While our lobsters boiled and the seagulls wheeled and cried overhead (looking forward to the lobster shells, no doubt), we went into John Neville's studio**. The studio was full of amazing wood block prints. John Neville's wife was there and she avidly told us the stories behind the prints in her authoritative British accent.
Art breeds art
I remember one print showing a bunch of local women pushing a rum-runner's shack off a cliff in retribution for providing their sons and husbands with liquor. But the print that really caught my eye told the story of a man who bought a boat that sank. He raised her up and fixed her up and took her out fishing again. She sank again. So, he raised her up, dragged her up on the beach, doused her with gasoline and set her on fire.The print was entitled, So I Burned the Bitch.

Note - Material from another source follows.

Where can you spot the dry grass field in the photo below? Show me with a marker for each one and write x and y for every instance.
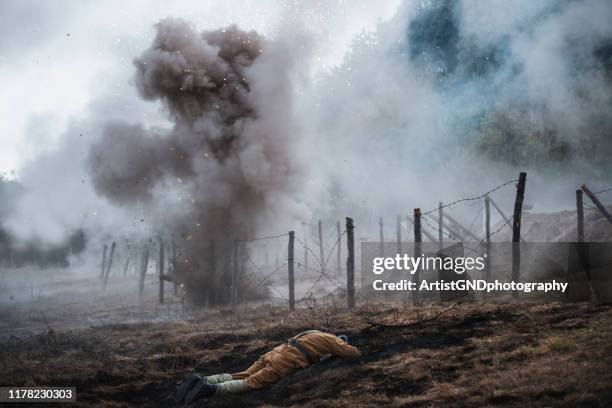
(502, 354)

I loved the story. The bloody-mindedness of that fisherman caught at my heart. I loved him. I loved that he would go to all that trouble to destroy something that had broken his heart. (I am prone to doing those sorts of vindictive things myself – or at least fantasizing about doing them.)

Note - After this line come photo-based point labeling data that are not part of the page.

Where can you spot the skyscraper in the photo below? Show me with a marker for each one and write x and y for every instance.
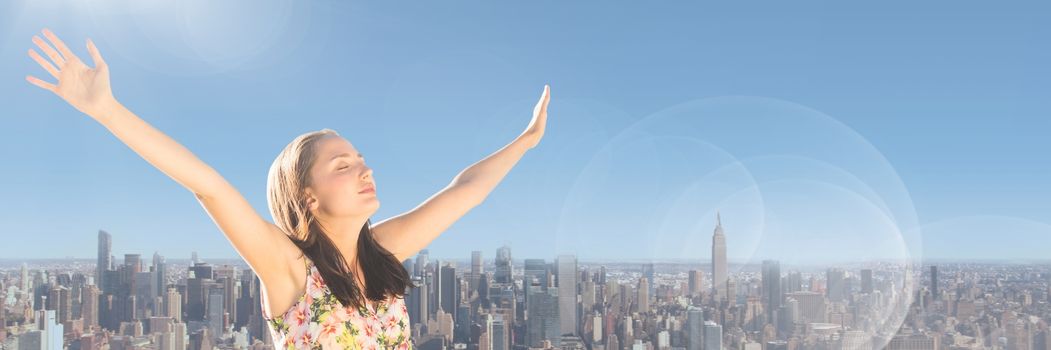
(933, 282)
(866, 281)
(695, 335)
(502, 273)
(836, 283)
(105, 248)
(713, 335)
(568, 293)
(771, 288)
(718, 261)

The story haunted me, but I didn't even try to write the song for another 8 or 9 years. When I did try, the lyrics came fairly easily, but the tune and accompaniment bogged it down. About 5 years ago, I workshopped it with my voice coach, Deanna Yerichuk, who told me to sing it as if I felt each emotion as it came up in the song: ambition, pride, devastation, triumph, despair and vindication. That helped a lot. It brought my passion for the song's subject to the fore. But it wasn't until I ditched the guitar and sang the song a cappella that it truly came to life.
There is was: bare and sparse. The sort of song you might sing into the wind while something that has betrayed you burns to wreckage behind you on the beach.
You can listen to The Minnie Pearl here.
*My nana's cottage is still in the family and I still spend time there every summer. For more information about Harbourville, visit the Harbourville Restoration Society Web site.
**John Neville no longer has a studio in Hall's Harbour. The last I heard, he was living and working in Maine.